Japanese ASR Models for IT Terminology [2026]: Benchmarking Whisper, Qwen, and More on Real-World Accuracy
This article is a primary benchmark evaluating nine ASR models on real audio data containing IT company names, service names, and abbreviations. Unlike general Japanese speech recognition benchmarks, this evaluation takes a practical perspective — assessing whether models can correctly transcribe terms like "openclaw" and "ARR."

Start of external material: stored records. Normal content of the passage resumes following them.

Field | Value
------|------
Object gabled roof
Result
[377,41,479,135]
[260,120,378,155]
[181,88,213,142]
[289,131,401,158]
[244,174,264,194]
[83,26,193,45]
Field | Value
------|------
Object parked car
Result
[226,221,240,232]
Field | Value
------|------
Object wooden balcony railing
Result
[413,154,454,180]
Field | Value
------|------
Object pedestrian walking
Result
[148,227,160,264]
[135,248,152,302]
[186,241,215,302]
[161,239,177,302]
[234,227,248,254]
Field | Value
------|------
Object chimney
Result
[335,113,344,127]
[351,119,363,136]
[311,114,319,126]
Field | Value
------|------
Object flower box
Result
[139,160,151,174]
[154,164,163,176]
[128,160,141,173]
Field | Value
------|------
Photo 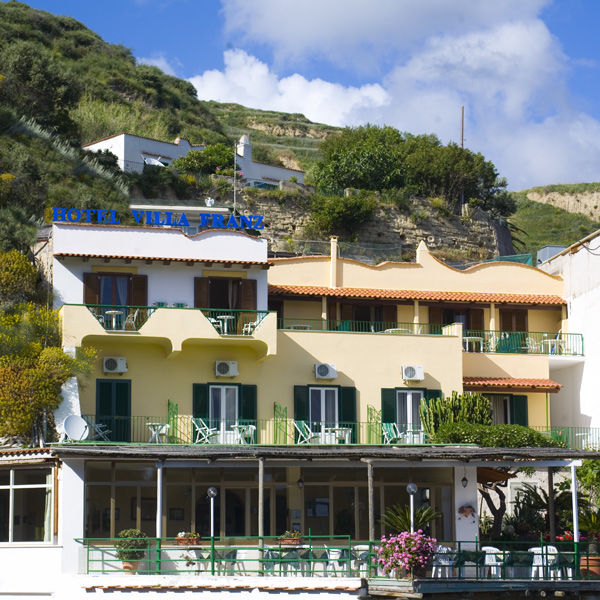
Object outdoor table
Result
[217,315,235,335]
[146,423,169,444]
[104,310,123,329]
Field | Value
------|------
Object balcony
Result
[75,533,600,584]
[463,329,583,356]
[76,414,428,446]
[277,317,457,336]
[60,303,277,356]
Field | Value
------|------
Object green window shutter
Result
[381,388,398,423]
[423,390,444,401]
[192,383,208,420]
[238,385,257,423]
[338,387,357,444]
[294,385,308,421]
[510,396,529,427]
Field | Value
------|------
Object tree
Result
[0,41,81,140]
[171,144,233,175]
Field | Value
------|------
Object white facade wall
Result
[540,232,600,427]
[54,258,268,310]
[84,133,205,173]
[52,223,267,262]
[236,156,304,183]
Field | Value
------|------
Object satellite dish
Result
[63,415,90,442]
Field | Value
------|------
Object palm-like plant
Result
[380,504,441,533]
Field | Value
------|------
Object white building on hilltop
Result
[83,133,304,187]
[83,133,206,173]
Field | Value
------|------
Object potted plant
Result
[115,529,148,573]
[579,510,600,577]
[277,529,302,546]
[377,529,437,579]
[175,531,200,546]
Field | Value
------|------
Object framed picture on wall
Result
[169,508,183,521]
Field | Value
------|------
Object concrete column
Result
[329,235,338,287]
[58,458,85,574]
[454,466,479,547]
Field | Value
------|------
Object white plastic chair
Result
[190,417,219,444]
[528,546,562,579]
[481,546,504,578]
[431,546,456,578]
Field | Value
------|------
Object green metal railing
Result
[532,426,600,450]
[463,329,583,356]
[278,317,442,335]
[75,418,427,445]
[85,302,269,335]
[75,533,600,585]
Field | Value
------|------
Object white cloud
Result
[136,54,175,76]
[190,50,390,125]
[190,5,600,189]
[222,0,548,70]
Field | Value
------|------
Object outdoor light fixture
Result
[406,482,419,533]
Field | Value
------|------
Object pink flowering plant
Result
[377,529,437,579]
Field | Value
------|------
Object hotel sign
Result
[52,208,265,229]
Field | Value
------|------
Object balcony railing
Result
[86,302,268,335]
[278,317,442,335]
[463,329,583,356]
[77,415,428,446]
[75,533,600,588]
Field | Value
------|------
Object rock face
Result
[237,191,512,262]
[527,191,600,221]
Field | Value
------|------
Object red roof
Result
[269,285,566,306]
[463,377,561,393]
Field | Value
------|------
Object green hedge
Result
[433,422,565,448]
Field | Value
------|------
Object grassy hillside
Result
[0,1,335,167]
[508,195,600,254]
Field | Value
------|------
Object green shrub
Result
[433,422,564,448]
[311,191,377,235]
[115,529,148,561]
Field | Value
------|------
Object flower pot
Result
[123,560,140,575]
[175,537,200,546]
[579,556,600,579]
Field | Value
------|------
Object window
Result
[0,468,54,542]
[396,390,423,433]
[485,394,529,427]
[209,385,238,443]
[308,387,339,431]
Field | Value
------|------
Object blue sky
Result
[17,0,600,189]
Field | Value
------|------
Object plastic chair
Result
[294,421,320,444]
[528,546,562,579]
[431,546,456,579]
[381,423,404,444]
[190,417,219,444]
[481,546,504,578]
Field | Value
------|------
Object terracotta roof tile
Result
[269,285,566,306]
[54,252,270,265]
[463,377,561,392]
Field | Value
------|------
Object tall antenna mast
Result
[233,141,237,214]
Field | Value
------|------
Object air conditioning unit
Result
[402,365,425,381]
[102,356,127,373]
[215,360,238,377]
[315,363,337,379]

Conclusion: Choosing for IT Domain Use Cases
| Use Case | Recommended Model | Reason |
|---|---|---|
| Overall balance | whisper | Best balance of CER, speed, and stability. Consistent English proper noun retention |
| Character accuracy | qwen3-asr-1.7b | CER_EN 0.0589, best across all models. Fewest dropped Japanese characters |
| Real-time processing | nvidia/parakeet | Lowest RTF (0.003). Overwhelmingly the fastest |
| English vocabulary retention | voxtral-mini | CER 0.1354. High retention of English proper nouns even in long utterances |
| Avoid for | kotoba-whisper / ibm/granite | High CER in this IT domain; notable dropping and collapse |
Why an IT Domain-Specific Benchmark Is Necessary
General Japanese ASR benchmarks (CommonVoice, ReazonSpeech corpus, etc.) focus primarily on everyday conversation and read-aloud speech. However, real-world ASR use cases — especially AI and IT-related meetings and podcasts — contain domain-specific vocabulary.
For example, utterances like this:
"Our Go to Market targets enterprise SMBs, aiming for 20 million in ARR while pursuing an LLM-core distribution strategy…"
Terms like Go to Market, ARR, LLM, and distribution are classic examples of vocabulary that general-purpose ASR struggles with.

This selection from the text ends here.